By Zhiqun Zhu
The two ambitious projects have become an integral part of Chinese diplomacy.
The China initiated Asian Infrastructure Investment Bank (AIIB), signed by 51 Prospective Founding Members (PFMs) as of September 2015, is expected to be operational by the end of this year. China has been generally cooperative with and supportive of the Bretton Woods institutions. At the same time, it is frustrated that existing multilateral institutions limit its global ambitions. The slow pace of reforms at the Western-dominated IMF and World Bank prevents China and other emerging economies from playing a greater role in international political economy. The AIIB will help to rectify the situation and boost China’s status as a global power.
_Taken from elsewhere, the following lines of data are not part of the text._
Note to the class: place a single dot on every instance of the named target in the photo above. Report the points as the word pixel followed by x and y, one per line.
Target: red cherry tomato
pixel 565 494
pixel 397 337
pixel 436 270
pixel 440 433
China has also proposed the “Silk Road Economic Belt” and “21st Century Maritime Silk Road,” or “One Belt, One Road” (OBOR), an even broader and more ambitious initiative. The AIIB will serve as the financing arm of OBOR. The AIIB will begin with authorized capital of $50 billion, eventually to be raised to $100 billion. The projected investment for OBOR will be $1.4 trillion, about 12 times larger than the Marshall Plan, which was about $120 billion in today’s value. In addition to the economic benefits, the AIIB and OBOR will significantly facilitate the movement of goods, services, and people across national borders. Over the past two decades, China has contributed substantially to infrastructure or “hardware” of many developing nations, but it remains short of “software” or soft power. Beijing hopes that its new initiatives with a non-coercive, non-military approach will help enhance its international image as a responsible global power. The AIIB and OBOR have become an integral part of China’s new diplomacy, reflecting its growing interests and clout. They are also important steps to realizing President Xi Jinping’s “Chinese dream.”
China is transitioning from export-oriented growth to a new model based on consumption and outward investment. This process accelerated after the 2008-9 global financial crisis, which sharply weakened the ability of Western countries to absorb Chinese manufacturing products and to invest in developing countries. China is not just investing in developing countries; it is investing in developed economies as well. According to a recent study by the National Committee on United States-China Relations and Rhodium Group, from 2000 to 2014, Chinese firms spent nearly $46 billion on new establishments and acquisitions in the U.S., most of it in the past five years. Chinese-affiliated companies now directly employ more than 80,000 Americans. If the U.S. continues to be a major recipient of China’s booming outward investment, it could receive between $100-200 billion of investment by 2020. This would increase the number of full-time U.S. jobs provided by Chinese U.S. affiliates to somewhere between 200,000 and 400,000.